Petition to List the Rio Grande Sucker (Catostomus plebeius) Under the Endangered Species Act
Three of the cornerstone native fish of the Rio Grande—the Rio Grande cutthroat trout (Oncorhynchus clarki virginalis), Rio Grande chub (Gila pandora), and Rio Grande sucker—are all imperiled. These three species co-evolved to fill different niches in the Rio Grande and its tributaries. As dams, diversions, and human land uses including livestock grazing and timber harvest have altered the Rio Grande, these species have all declined and are now deemed imperiled. The Rio Grande cutthroat trout is currently a candidate for listing under the ESA, and has been since 2008. WildEarth Guardians petitioned the Rio Grande chub for listing in 2013. With this petition, we request that the Service also protect the Rio Grande sucker under the ESA.

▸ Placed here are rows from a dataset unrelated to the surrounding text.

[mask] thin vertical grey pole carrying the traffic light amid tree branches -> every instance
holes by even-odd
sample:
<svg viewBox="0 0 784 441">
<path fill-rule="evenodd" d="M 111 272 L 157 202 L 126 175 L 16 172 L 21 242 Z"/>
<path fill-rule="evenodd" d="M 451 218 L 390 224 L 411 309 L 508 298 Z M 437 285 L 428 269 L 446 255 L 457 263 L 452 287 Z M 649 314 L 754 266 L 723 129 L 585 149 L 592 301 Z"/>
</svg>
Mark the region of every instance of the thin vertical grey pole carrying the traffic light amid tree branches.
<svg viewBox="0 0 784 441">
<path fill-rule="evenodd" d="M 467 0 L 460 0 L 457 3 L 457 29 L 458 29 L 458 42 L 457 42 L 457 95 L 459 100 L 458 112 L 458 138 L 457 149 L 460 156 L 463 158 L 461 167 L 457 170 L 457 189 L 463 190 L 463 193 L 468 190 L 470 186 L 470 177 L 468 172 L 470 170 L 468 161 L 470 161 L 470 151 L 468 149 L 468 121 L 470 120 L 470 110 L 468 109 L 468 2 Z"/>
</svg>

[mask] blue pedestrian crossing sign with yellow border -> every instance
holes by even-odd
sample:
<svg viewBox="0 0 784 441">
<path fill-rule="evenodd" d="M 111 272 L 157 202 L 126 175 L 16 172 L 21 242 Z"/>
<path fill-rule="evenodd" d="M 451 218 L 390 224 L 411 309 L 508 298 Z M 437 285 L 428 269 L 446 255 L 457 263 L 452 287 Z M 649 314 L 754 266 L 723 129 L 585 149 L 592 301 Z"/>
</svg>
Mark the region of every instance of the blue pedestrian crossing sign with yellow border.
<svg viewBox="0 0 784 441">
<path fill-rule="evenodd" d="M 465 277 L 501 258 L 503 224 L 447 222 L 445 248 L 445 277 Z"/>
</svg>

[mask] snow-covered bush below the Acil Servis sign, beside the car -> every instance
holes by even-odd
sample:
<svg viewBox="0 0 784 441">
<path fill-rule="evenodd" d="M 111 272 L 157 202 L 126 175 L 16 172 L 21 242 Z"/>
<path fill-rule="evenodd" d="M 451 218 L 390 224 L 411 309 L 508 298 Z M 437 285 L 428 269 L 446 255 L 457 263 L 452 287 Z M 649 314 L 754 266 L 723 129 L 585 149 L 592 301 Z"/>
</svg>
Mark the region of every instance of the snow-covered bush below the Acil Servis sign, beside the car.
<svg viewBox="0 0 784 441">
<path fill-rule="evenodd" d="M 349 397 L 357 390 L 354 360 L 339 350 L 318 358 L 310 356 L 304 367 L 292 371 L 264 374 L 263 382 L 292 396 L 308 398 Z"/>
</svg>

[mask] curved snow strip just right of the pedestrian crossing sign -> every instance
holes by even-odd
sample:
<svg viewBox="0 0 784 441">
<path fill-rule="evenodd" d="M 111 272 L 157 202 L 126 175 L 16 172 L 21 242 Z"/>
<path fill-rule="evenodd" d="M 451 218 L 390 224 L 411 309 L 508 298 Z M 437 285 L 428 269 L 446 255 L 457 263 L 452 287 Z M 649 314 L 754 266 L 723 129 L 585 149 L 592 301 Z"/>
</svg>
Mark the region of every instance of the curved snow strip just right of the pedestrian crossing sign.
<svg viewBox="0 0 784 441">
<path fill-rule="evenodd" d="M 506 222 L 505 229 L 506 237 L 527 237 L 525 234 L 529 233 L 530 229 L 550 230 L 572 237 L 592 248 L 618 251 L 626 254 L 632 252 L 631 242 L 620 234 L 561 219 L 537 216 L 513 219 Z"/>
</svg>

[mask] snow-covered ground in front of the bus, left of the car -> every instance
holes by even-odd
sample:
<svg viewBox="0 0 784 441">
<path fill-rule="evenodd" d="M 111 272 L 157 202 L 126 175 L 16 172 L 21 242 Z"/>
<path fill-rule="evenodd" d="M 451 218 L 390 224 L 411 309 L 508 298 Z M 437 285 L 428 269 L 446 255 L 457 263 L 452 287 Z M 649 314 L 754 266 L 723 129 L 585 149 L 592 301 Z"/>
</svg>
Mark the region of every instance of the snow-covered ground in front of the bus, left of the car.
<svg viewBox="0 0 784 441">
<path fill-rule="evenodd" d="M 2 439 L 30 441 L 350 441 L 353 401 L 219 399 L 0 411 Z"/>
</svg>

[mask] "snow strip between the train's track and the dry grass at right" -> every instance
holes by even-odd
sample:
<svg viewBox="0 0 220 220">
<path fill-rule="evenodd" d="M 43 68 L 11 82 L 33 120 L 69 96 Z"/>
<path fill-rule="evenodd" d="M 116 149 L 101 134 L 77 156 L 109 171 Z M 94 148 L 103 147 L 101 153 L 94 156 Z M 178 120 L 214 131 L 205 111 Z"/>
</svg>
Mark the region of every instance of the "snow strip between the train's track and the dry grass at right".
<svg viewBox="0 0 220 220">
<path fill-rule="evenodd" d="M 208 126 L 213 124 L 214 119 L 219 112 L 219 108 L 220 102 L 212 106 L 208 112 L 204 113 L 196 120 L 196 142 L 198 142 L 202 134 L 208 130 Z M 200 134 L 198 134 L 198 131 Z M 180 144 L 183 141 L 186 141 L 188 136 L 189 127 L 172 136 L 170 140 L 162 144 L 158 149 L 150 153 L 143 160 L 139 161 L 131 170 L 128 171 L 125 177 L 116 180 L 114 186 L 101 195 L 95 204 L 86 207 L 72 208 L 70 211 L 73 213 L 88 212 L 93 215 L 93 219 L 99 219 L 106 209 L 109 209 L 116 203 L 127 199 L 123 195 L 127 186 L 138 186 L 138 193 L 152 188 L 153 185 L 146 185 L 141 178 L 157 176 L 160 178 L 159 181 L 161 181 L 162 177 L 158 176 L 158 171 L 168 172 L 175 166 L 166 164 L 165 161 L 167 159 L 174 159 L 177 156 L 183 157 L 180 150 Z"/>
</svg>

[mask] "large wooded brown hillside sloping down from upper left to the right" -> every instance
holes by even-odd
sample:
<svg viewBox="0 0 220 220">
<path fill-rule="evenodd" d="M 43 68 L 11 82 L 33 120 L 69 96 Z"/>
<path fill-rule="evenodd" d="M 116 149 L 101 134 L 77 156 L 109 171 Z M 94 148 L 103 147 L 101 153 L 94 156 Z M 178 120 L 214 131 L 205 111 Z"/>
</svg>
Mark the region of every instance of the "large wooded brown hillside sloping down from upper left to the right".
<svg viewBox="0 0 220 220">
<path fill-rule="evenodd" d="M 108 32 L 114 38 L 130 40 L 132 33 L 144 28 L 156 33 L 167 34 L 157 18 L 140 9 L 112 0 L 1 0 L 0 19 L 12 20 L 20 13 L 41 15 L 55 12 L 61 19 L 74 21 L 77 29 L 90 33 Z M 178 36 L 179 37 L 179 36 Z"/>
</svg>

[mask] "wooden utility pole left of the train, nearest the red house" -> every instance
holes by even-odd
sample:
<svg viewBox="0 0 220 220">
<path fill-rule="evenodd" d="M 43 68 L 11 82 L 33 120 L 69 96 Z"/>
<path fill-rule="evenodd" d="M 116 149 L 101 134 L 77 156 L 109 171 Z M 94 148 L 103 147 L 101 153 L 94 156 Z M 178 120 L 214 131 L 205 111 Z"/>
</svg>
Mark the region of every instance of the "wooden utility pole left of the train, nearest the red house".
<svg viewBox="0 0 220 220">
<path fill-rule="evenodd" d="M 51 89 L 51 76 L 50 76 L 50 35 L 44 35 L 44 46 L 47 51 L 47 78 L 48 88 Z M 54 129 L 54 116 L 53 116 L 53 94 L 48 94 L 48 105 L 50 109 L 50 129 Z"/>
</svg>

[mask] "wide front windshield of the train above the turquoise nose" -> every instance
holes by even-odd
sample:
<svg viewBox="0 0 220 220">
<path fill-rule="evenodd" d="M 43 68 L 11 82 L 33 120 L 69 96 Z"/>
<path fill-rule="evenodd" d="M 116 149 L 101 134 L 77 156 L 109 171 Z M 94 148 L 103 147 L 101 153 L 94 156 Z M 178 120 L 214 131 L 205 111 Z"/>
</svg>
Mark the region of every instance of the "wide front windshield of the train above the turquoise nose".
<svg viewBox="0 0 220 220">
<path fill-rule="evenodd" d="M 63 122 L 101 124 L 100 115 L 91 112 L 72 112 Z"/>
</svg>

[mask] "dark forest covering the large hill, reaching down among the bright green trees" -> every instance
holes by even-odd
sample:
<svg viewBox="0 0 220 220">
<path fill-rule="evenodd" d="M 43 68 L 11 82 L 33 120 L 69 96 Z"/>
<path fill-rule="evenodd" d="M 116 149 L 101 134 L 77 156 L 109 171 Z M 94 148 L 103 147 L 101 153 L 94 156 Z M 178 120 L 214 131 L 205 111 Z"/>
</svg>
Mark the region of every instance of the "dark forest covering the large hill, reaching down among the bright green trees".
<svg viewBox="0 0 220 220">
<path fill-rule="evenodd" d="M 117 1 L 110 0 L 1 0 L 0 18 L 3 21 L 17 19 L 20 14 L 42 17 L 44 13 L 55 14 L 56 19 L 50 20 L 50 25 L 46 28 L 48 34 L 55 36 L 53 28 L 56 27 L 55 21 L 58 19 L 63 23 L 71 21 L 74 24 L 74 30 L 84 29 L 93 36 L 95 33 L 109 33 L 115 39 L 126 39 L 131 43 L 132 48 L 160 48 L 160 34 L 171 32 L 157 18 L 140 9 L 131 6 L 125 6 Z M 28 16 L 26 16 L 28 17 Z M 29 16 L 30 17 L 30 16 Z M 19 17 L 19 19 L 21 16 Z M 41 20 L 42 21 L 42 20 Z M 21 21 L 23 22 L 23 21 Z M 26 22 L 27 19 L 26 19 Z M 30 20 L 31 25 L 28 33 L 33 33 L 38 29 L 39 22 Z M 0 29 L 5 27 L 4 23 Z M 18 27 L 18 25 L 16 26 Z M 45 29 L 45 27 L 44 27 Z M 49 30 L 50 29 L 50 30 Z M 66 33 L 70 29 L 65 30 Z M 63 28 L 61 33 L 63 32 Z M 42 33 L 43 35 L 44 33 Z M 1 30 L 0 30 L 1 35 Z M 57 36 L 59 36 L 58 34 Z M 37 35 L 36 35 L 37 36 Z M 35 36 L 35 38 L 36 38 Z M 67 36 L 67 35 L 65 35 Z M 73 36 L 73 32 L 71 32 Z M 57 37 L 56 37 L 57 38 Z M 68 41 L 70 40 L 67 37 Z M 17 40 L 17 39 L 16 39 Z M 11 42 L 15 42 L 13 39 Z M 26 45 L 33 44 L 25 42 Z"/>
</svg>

The Rio Grande sucker occurs in the Rio Grande and its tributaries in southern Colorado, New Mexico, and several states in Mexico. Rio Grande sucker populations are declining, mainly due to habitat loss and degradation. Runoff and sediment loads from logging, large-scale agricultural practices, and livestock grazing, among other factors, have decreased habitat quantity and quality for the sucker. Diversion of water for agriculture reduces stream flows and destroys habitat. Dams and diversions are fragmenting populations. The sucker is also subjected to competition from introduced fish species, in particular the white sucker (Catostomus commersonii). Climate change is projected to exacerbate current threats as well as further tax the already-strained river. The state of Colorado recognized the precarious position of the Rio Grande sucker by listing it as “endangered” in 1993 and published a recovery plan for the species in 1994. Unfortunately, the state listing did not stem the species’ decline.

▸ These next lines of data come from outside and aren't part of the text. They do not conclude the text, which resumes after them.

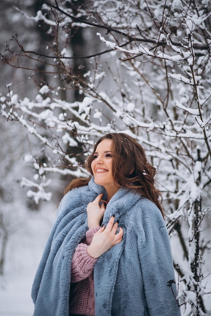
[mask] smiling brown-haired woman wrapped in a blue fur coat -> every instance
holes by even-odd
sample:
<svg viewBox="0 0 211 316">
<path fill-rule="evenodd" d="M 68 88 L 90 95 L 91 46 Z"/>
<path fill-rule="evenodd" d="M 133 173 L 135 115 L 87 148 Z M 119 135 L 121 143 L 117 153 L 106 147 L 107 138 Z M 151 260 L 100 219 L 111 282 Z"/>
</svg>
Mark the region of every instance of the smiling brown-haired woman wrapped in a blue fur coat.
<svg viewBox="0 0 211 316">
<path fill-rule="evenodd" d="M 170 242 L 142 146 L 101 137 L 66 189 L 33 287 L 34 316 L 179 316 Z"/>
</svg>

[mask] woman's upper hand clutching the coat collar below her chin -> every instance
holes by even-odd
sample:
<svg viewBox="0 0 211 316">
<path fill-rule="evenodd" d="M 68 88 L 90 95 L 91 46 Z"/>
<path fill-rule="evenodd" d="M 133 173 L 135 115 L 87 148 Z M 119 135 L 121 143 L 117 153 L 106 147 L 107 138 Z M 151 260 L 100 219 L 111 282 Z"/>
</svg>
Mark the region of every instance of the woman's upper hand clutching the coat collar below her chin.
<svg viewBox="0 0 211 316">
<path fill-rule="evenodd" d="M 103 215 L 105 212 L 105 204 L 106 201 L 102 201 L 103 193 L 98 195 L 93 202 L 90 202 L 87 205 L 87 216 L 88 216 L 88 227 L 89 229 L 93 227 L 99 227 L 100 222 L 103 219 Z M 103 202 L 100 206 L 100 201 Z"/>
</svg>

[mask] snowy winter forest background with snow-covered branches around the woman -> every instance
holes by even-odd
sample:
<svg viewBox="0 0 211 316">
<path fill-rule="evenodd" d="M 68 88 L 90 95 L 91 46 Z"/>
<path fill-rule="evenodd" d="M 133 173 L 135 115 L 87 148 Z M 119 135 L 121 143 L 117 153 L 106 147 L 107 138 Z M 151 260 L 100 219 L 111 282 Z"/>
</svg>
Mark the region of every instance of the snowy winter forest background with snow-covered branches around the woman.
<svg viewBox="0 0 211 316">
<path fill-rule="evenodd" d="M 211 314 L 211 2 L 2 0 L 0 315 L 31 283 L 64 188 L 97 138 L 157 166 L 183 315 Z"/>
</svg>

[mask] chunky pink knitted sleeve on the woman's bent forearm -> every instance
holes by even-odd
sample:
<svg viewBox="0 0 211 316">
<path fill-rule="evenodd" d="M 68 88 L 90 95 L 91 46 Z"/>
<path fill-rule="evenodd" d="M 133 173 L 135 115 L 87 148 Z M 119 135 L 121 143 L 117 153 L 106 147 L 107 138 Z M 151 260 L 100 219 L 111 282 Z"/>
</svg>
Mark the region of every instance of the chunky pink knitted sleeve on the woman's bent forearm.
<svg viewBox="0 0 211 316">
<path fill-rule="evenodd" d="M 97 259 L 92 258 L 87 248 L 92 242 L 94 234 L 100 227 L 94 227 L 87 231 L 86 239 L 79 243 L 72 257 L 71 282 L 75 283 L 88 278 L 93 272 Z"/>
</svg>

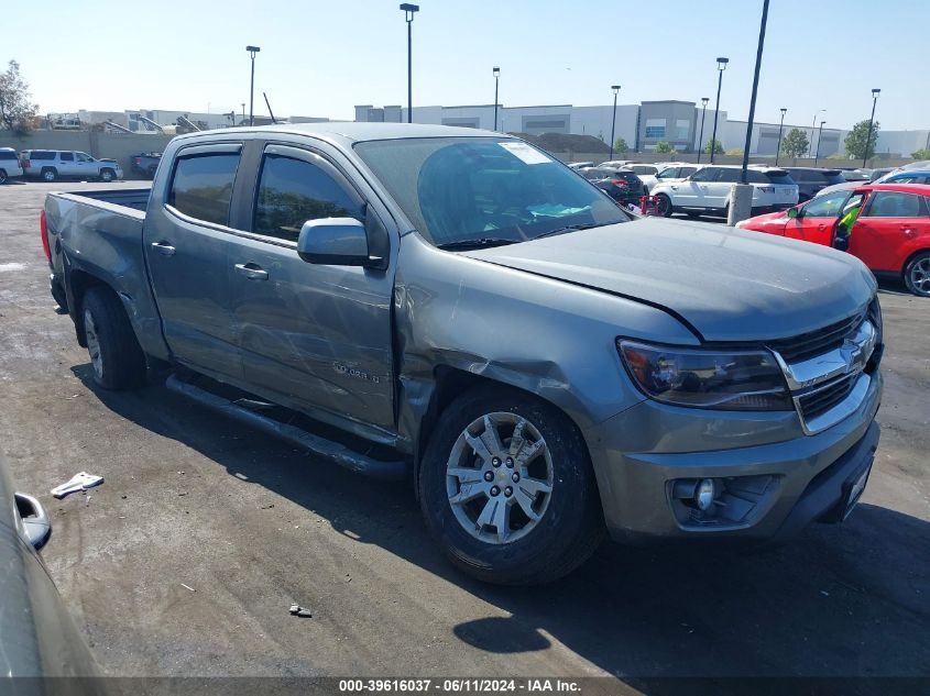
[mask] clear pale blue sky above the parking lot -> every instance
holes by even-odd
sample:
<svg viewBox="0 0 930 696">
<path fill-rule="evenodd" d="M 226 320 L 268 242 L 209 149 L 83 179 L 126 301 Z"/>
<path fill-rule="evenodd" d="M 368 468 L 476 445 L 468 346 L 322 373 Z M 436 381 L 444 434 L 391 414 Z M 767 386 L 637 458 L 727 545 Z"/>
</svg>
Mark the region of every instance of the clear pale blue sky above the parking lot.
<svg viewBox="0 0 930 696">
<path fill-rule="evenodd" d="M 258 57 L 258 113 L 353 118 L 406 103 L 406 30 L 395 0 L 18 2 L 0 62 L 15 58 L 42 112 L 241 110 L 247 44 Z M 762 0 L 420 0 L 414 106 L 505 106 L 714 98 L 714 59 L 731 59 L 721 109 L 748 113 Z M 757 121 L 828 128 L 868 118 L 882 88 L 884 129 L 930 128 L 918 49 L 927 0 L 772 0 Z M 857 47 L 861 46 L 861 47 Z M 908 48 L 913 54 L 908 53 Z M 909 57 L 910 56 L 910 57 Z M 711 101 L 713 103 L 713 101 Z M 259 104 L 262 104 L 261 108 Z M 247 107 L 248 108 L 248 107 Z"/>
</svg>

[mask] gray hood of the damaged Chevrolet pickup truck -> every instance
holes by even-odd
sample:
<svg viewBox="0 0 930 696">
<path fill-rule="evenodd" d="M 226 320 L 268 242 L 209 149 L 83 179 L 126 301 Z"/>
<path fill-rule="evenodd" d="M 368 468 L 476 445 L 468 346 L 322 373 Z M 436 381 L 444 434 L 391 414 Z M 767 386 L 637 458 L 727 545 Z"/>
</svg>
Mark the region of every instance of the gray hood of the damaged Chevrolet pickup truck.
<svg viewBox="0 0 930 696">
<path fill-rule="evenodd" d="M 833 248 L 665 218 L 466 255 L 657 305 L 705 341 L 813 331 L 863 308 L 876 287 L 860 261 Z"/>
</svg>

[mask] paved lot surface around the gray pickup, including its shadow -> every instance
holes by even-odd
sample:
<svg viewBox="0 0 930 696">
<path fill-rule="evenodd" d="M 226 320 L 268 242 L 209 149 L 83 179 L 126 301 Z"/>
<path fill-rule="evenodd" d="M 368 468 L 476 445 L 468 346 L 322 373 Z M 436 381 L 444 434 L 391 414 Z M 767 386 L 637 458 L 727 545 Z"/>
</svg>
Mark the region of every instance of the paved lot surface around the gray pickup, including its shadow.
<svg viewBox="0 0 930 696">
<path fill-rule="evenodd" d="M 555 585 L 502 589 L 445 562 L 408 484 L 161 385 L 96 390 L 37 221 L 48 190 L 99 187 L 0 187 L 0 452 L 50 511 L 43 555 L 106 673 L 613 675 L 620 693 L 679 675 L 930 676 L 930 300 L 883 290 L 882 444 L 846 523 L 751 553 L 606 545 Z M 51 497 L 79 471 L 106 483 Z"/>
</svg>

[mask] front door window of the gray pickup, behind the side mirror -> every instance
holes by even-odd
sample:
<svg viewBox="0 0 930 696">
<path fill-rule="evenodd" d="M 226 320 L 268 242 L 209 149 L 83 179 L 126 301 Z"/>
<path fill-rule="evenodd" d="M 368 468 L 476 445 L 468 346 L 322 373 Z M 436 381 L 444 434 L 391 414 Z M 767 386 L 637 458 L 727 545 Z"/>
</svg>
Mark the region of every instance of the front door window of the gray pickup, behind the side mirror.
<svg viewBox="0 0 930 696">
<path fill-rule="evenodd" d="M 281 155 L 265 155 L 255 200 L 253 232 L 296 242 L 307 220 L 355 218 L 361 205 L 322 167 Z"/>
</svg>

To ensure protection for the Rio Grande sucker, WildEarth Guardians seeks its listing as “threatened” or “endangered” under the ESA. Listing will afford the sucker critical habitat designation, a recovery plan, and the stringent federal protection it needs to survive. Designating the Rio Grande sucker as “endangered” or “threatened” would also benefit its remaining habitat, which is under threat from continued human uses of the land and water.